Baton Rouge. Louisiana’s capital city sits along the shores of the Mississippi River, and you’ll find an abundance of fun in the “Red Stick.” Visit area plantations, stop by the zoo or museum with the kids, take in an LSU football game or try your luck at the L’auberge Casino—it’s all available to you in Baton Rouge. Plan your Baton Rouge visit here.
Plantation country. All along the Great River Road in Louisiana, you’ll find beautiful, historic antebellum homes, many of which have lodging opportunities available. Be sure to visit the iconic Oak Alley Plantation in Vacherie, Houmas House in Darrow or—if you’re brave—St. Francisville’s Myrtles Plantation, reputedly one of the most haunted spots in America.
New Orleans. If you’re ending your trip at the southern terminus of the Great River Road, well, there’s no better city to spend a well-deserved break. From Mardi Gras to live music on pretty much every corner to delicious food (don’t forget the beignets!) and intriguing history, the Big Easy offers something for every traveler. Learn more about visiting New Orleans here.
Looking for more Great River Road attractions in Louisiana? You can find them here.
Catch a glimpse of extravagant U.S. history by visiting a Louisiana plantation. Each with its own unique history and architecture, these plantations offer an immersive learning experience that everyone should experience on their trip to Louisiana. Here are just a few you should check out, though there are plenty more to see if you’re interested.
One of the most photographed places in Louisiana lies in Vacherie. The Oak Alley Plantation is a Greek revival mansion situated at the end of a majestic alley of live oak trees.
The colorful and ornately decorated San Francisco Plantation is known as one of the most opulent plantation houses in North America. Head to Garyville to see this mansion.
Ormond Plantation is a West Indie’s style plantation originally used to farm indigo, later flourishing as a sugarcane plantation. It resides in Destrehan.

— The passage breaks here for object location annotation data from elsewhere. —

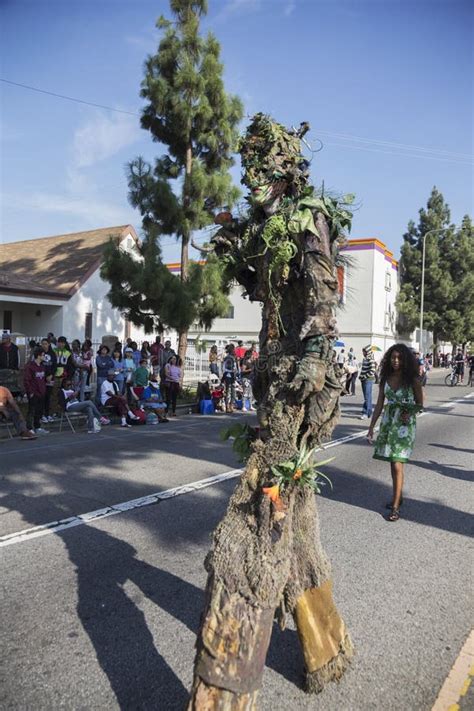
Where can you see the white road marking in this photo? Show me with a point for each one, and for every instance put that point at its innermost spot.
(57, 526)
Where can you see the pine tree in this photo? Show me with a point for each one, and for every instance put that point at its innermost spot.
(439, 293)
(187, 111)
(458, 250)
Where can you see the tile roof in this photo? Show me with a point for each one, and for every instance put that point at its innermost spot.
(57, 265)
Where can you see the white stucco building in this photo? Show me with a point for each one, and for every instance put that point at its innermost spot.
(53, 284)
(368, 287)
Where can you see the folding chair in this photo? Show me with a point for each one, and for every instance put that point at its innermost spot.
(4, 422)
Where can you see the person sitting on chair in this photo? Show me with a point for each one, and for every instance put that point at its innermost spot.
(10, 410)
(151, 399)
(69, 401)
(110, 397)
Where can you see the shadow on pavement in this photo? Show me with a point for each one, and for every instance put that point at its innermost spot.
(450, 446)
(125, 647)
(445, 469)
(358, 490)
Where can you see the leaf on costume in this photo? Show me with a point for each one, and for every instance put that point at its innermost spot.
(273, 493)
(223, 218)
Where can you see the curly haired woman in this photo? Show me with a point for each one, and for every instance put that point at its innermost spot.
(400, 386)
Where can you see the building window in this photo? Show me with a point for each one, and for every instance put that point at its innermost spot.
(230, 313)
(341, 278)
(8, 320)
(88, 327)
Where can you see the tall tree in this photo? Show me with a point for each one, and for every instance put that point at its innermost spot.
(267, 559)
(187, 111)
(439, 293)
(457, 249)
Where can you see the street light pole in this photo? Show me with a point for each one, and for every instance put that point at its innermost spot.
(422, 295)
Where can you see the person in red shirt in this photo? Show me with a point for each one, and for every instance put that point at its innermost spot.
(9, 353)
(240, 351)
(34, 380)
(9, 410)
(155, 351)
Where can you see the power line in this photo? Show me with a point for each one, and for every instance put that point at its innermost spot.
(68, 98)
(392, 144)
(444, 155)
(386, 151)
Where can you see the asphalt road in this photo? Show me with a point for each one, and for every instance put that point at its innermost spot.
(103, 615)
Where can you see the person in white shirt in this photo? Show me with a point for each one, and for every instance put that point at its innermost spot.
(68, 397)
(110, 397)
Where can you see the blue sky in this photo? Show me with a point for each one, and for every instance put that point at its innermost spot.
(385, 84)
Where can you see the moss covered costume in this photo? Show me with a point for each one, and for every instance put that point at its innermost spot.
(396, 437)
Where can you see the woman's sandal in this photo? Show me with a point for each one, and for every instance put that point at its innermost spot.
(389, 505)
(394, 515)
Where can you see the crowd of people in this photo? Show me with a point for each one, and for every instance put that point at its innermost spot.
(137, 384)
(143, 383)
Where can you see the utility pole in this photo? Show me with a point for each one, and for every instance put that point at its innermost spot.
(422, 296)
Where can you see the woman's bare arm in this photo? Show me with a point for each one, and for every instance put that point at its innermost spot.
(377, 411)
(418, 392)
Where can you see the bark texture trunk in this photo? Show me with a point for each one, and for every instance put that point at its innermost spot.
(266, 558)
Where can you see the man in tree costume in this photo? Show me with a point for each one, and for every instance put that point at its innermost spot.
(267, 559)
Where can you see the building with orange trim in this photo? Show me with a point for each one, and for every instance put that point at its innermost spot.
(54, 284)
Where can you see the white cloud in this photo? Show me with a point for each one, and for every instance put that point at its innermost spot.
(102, 137)
(87, 211)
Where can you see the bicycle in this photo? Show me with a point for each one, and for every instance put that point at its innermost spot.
(453, 378)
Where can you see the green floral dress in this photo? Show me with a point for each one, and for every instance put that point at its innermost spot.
(396, 438)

Destrehan Plantation, also located in Destrehan, hosts exhibits that capture the 1811 Slave Revolt – the largest slave revolt in U.S. history.
The Evergreen Plantation in Edgard is the most intact plantation complex in the South, hosting an astounding 37 buildings on the National Register of Historic Places. This plantation was even granted landmark status – the nation’s highest historic designation – for its agricultural acreage.
Houmas House, or “The Sugar Palace,” got its nickname for once being the largest producer of sugar in the country – at one time producing 20 million pounds of sugar annually. Located in Darrow.